Agri Investor has obtained a first look at an inaugural State of the Market report from agri private equity investor AgIS Capital outlining the headwinds US agriculture faces in 2017.
The review of leading market indicators, from the NCREIF indices to farm incomes and debt levels, offers a sobering outlook but also points to investment opportunities amid less-than-ideal market conditions.
“A strengthening of the relative value of the US dollar, falling commodity prices, and rising labor costs are squeezing crop budgets,” according to the report. “These factors, combined with looming increases in interest rates and the prospect of significant changes being made to US immigration and trade policy, have the potential to materially influence some segments of the US agriculture sector this year and beyond.”
The report shows that the 2017 net farm income forecast from the USDA, is 50 percent lower, in nominal terms, than the $123.7 billion achieved in 2013, a reduction that is “largely expected to be attributable to a continuation of steadily falling commodity prices since 2013.”
Both farmland and row crops had a rough 2016. The NCREIF Farmland Index in 2016 logged a 5.2 percent income return and 1.9 percent capital return, the lowest since 2009 and 2001, respectively.
Meanwhile, the NCREIF Row Cropland Index exhibited particularly poor performance; income and total return dipped to 3.6 and 4.7, respectively, the lowest registered the index began in 1991.
“AgIS believes passive row cropland investments offer limited value given the current margin squeeze and we expect the value of cash rents and farmland to fall further in the coming years,” according to the report.

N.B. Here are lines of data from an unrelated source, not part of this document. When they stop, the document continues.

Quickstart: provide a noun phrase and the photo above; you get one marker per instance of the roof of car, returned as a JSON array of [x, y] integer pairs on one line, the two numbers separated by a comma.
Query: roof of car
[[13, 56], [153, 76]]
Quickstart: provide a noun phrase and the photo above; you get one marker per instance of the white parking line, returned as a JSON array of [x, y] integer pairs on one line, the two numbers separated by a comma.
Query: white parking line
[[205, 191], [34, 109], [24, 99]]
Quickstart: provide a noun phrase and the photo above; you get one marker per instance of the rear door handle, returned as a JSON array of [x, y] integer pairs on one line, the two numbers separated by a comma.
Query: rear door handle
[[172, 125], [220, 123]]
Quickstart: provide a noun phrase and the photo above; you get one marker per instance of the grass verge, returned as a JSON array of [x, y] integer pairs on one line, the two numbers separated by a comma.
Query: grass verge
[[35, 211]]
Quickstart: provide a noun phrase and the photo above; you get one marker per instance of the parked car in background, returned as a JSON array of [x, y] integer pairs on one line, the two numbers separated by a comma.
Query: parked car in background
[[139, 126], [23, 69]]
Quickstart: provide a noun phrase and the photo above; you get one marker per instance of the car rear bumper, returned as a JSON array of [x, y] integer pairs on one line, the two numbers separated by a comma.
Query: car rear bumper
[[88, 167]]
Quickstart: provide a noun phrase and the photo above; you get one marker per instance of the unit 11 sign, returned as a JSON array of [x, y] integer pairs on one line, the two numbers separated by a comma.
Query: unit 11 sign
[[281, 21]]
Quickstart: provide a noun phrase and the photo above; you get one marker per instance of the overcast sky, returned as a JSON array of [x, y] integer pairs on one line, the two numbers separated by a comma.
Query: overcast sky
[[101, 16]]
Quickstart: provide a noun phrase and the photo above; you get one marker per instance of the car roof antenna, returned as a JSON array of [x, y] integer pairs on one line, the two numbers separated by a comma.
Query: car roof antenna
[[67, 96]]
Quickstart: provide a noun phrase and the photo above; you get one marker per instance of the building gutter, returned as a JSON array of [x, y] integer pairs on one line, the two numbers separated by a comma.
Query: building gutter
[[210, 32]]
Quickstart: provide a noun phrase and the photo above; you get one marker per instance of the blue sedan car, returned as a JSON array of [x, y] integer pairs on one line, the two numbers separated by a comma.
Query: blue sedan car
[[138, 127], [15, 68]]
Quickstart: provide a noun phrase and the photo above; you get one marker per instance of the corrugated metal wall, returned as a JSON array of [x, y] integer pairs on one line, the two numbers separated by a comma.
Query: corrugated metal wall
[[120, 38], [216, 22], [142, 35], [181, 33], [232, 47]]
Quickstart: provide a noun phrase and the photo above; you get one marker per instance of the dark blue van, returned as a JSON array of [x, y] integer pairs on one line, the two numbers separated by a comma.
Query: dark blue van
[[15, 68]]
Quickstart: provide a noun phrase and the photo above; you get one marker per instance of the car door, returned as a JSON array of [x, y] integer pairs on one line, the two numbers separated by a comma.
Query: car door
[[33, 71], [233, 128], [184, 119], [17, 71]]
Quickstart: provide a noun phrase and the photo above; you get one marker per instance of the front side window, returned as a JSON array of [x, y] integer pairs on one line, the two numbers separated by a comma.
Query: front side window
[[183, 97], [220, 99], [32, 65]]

The two leading crop commodities in the US, corn and soybeans, experienced nominal per bushel declines of 50.6 percent and 34 percent between 2012 and 2016, respectively.
Wheat, alfalfa, cotton, rice, and sorghum, experienced similar declines during that period, driven in part by global expansion of row cops, which could potentially lead to “a long-term, structural oversupply of major row crops.”

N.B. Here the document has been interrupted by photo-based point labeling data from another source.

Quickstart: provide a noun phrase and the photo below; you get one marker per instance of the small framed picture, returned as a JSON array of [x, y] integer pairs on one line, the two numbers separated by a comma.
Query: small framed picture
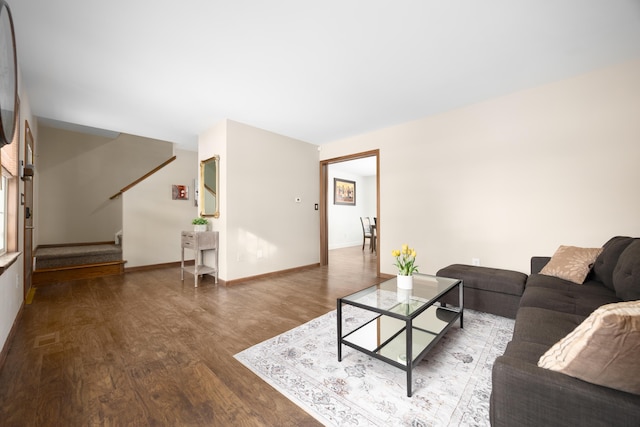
[[344, 192], [180, 192]]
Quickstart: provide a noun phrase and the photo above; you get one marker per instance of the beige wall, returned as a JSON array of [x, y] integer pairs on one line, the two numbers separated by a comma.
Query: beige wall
[[78, 173], [514, 176], [262, 228], [152, 220]]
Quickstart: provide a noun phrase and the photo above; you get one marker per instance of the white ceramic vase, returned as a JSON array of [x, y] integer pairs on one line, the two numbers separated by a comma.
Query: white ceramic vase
[[405, 282]]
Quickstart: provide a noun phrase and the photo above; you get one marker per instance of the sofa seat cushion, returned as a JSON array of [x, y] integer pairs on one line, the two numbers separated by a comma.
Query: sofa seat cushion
[[592, 287], [543, 326], [570, 301], [487, 279]]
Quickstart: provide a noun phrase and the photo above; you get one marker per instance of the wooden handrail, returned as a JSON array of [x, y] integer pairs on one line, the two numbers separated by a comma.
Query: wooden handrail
[[142, 178]]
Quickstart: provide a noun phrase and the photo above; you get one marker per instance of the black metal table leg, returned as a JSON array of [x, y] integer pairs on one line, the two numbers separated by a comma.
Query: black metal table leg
[[339, 317], [409, 354]]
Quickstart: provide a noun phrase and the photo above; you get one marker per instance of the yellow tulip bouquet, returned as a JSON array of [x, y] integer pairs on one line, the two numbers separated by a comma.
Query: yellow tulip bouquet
[[405, 260]]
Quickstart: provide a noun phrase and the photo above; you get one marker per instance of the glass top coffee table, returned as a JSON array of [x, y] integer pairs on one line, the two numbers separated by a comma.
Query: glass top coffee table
[[406, 323]]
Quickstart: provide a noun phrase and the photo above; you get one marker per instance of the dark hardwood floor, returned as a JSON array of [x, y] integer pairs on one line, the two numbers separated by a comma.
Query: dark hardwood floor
[[145, 348]]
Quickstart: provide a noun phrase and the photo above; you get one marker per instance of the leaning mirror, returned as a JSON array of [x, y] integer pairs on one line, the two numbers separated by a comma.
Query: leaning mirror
[[8, 77], [209, 183]]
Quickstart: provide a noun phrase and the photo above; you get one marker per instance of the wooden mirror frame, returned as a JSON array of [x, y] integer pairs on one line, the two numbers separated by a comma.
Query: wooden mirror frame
[[8, 76], [209, 194]]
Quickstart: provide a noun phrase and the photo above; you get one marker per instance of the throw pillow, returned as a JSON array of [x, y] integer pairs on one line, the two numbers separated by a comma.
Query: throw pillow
[[603, 349], [571, 263], [626, 275]]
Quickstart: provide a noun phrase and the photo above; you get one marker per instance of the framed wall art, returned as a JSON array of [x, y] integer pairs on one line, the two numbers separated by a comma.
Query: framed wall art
[[180, 192], [344, 192]]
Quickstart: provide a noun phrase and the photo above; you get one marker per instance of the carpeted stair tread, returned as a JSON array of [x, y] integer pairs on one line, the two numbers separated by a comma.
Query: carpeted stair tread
[[65, 256]]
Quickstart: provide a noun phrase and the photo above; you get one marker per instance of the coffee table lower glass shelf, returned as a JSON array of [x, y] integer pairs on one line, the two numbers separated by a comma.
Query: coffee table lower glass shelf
[[404, 324]]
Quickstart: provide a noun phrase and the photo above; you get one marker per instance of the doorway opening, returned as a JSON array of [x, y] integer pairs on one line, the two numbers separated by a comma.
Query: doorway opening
[[326, 198]]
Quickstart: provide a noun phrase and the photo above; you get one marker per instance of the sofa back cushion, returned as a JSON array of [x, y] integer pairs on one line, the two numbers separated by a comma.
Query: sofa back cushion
[[626, 275], [607, 260], [603, 349]]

So what does this mean for investors?
While row crops have performed poorly, AgIS believes permanent cropland remains an attractive investment. The NCREIF Permanent Cropland Index posted a total return of 10.1 percent in 2016, with income returns of 7.2 percent and capital returns of 2.8 percent.
“We still see strong investment opportunities in agriculture outside of the corn, soybean, wheat, and rice crop segments,” according to the report.

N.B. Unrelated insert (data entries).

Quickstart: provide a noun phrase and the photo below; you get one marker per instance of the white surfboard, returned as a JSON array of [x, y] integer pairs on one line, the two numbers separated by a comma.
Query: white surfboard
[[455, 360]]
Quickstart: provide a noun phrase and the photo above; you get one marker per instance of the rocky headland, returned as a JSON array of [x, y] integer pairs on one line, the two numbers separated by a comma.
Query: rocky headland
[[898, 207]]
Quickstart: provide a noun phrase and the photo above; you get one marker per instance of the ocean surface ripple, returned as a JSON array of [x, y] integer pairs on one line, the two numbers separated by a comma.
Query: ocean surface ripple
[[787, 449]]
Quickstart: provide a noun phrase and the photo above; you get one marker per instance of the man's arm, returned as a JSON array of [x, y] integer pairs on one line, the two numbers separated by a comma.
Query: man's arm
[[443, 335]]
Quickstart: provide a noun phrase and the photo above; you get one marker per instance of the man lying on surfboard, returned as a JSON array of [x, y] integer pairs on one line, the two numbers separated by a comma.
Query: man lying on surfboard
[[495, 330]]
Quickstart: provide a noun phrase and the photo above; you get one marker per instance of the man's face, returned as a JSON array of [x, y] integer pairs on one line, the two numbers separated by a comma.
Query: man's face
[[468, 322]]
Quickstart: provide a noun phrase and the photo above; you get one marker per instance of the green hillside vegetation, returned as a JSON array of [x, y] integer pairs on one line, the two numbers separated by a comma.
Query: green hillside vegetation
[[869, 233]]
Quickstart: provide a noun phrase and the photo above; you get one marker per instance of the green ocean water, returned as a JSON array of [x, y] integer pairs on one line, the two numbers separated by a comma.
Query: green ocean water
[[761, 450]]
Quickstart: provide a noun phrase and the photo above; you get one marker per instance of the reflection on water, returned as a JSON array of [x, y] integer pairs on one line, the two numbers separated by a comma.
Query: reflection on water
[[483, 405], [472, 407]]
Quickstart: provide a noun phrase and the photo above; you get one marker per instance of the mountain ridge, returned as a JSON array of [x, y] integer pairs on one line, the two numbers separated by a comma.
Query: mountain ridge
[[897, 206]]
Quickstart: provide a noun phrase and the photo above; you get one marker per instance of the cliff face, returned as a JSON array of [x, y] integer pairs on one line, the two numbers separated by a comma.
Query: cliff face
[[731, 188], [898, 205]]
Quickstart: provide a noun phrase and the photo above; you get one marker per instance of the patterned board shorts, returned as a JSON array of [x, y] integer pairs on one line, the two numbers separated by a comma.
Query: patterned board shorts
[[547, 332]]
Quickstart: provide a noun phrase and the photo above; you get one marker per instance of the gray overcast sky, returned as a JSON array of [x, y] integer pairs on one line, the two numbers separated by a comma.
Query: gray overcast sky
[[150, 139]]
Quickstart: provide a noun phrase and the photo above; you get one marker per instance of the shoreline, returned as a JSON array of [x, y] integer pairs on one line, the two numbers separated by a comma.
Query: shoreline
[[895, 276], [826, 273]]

In addition, as farmland values dip, AgIS advocates moving beyond the “buy-hold-lease” farmland strategy, investing in platforms that integrate and improve farming operations.
“Integrating activities throughout a supply chain can enable agribusinesses to capture value by reducing the costs associated with transacting in the market,” the report reads.
“AgIS Capital is currently focusing on food crops and products that are primarily destined for US consumers, rather than on feed, fiber and fuel crops. We believe that, now more than ever, investing in these types of integrated platforms will be the key to maximizing the risk-adjusted returns of agricultural investments.”